W nocy z soboty na niedzielę dojdzie do kolejnego wydarzenia spod sztandaru UFC. Jednym z bohaterów wydarzenia jest nasz rodak, Bartosz Fabiński, który stanie w szranki z Andre Munizem. Brazylijczyk w rozmowie z portalem MMA Fighting wypowiedział się odnośnie tego, jak według niego będzie wyglądać przebieg starcia.
Mimo, że brazylijski fighter szanuje Polaka, uważa, że jest lepszym zawodnikiem i Bartosz Fabiński nie będzie w stanie zagrozić mu w żaden sposób.
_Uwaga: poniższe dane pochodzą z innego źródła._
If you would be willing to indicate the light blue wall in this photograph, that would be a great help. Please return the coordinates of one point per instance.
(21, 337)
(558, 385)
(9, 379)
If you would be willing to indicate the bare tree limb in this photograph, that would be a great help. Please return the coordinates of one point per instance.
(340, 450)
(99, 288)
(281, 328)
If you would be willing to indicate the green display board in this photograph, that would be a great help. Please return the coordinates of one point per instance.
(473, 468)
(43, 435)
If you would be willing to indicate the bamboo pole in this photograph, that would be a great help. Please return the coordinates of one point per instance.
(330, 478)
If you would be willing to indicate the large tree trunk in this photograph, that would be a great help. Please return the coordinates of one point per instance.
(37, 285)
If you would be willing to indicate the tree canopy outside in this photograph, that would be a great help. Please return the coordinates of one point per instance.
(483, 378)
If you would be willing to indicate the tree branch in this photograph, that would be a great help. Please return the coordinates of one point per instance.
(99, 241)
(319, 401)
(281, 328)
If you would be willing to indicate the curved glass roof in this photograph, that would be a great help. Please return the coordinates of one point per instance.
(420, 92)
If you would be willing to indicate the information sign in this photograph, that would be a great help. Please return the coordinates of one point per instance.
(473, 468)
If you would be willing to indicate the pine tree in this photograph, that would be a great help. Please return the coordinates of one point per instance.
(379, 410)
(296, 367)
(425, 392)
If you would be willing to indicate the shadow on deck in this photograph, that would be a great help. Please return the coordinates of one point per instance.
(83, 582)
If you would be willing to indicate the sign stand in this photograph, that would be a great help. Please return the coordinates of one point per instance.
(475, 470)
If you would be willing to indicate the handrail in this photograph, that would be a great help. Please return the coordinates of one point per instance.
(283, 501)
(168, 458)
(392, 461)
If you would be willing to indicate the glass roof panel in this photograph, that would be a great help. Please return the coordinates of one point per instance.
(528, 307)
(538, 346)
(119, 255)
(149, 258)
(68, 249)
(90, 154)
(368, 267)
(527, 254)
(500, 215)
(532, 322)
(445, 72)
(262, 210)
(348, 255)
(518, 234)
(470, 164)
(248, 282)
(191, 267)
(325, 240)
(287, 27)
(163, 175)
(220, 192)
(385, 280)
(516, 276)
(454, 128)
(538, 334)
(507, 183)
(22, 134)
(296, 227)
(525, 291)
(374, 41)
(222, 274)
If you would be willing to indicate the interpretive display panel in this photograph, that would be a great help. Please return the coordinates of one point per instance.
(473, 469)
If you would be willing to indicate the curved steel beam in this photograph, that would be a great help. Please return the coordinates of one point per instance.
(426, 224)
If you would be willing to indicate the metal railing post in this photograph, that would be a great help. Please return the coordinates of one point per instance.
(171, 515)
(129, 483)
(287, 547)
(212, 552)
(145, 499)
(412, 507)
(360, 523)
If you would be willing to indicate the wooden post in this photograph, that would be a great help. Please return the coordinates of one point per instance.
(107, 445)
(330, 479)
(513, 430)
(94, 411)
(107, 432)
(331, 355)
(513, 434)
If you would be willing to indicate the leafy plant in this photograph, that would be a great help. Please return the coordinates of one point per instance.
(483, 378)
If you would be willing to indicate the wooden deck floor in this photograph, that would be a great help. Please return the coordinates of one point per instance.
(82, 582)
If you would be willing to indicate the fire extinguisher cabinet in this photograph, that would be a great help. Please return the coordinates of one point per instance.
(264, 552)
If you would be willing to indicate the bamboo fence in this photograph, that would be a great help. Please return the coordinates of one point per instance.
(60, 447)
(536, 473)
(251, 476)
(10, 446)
Fabiński ma więcej pojedynków pod szyldem UFC ode mnie – cztery zwycięstwa i jedną porażkę, ale to nie ma dla mnie znaczenia. Walczyłem już z większymi nazwiskami, którzy byli bardziej doświadczeni i wiem, że jestem gotowy. Będę przygotowany na każdą ewentualność. Ma dobre obalenia, ale nawet jeśli będzie się chciał ze mną bić w tej płaszczyźnie, to dobrze czuję się z pleców. Oglądając moje starcia łatwo zauważyć, że jestem w stanie poddać kogoś, kto mnie przewróci. Mam wiele skończeń w rekordzie. Nie wydaje mi się, żeby chciał prowadzić ze mną jakąś nudną grę. Widziałem jego walki i ma sporo luk w stójce. Często desperacko próbuje wywracać i zostaje trafiony. Wierzę w to, iż będę w stanie utrzymać dystans, dobrze przycelować i go znokautować.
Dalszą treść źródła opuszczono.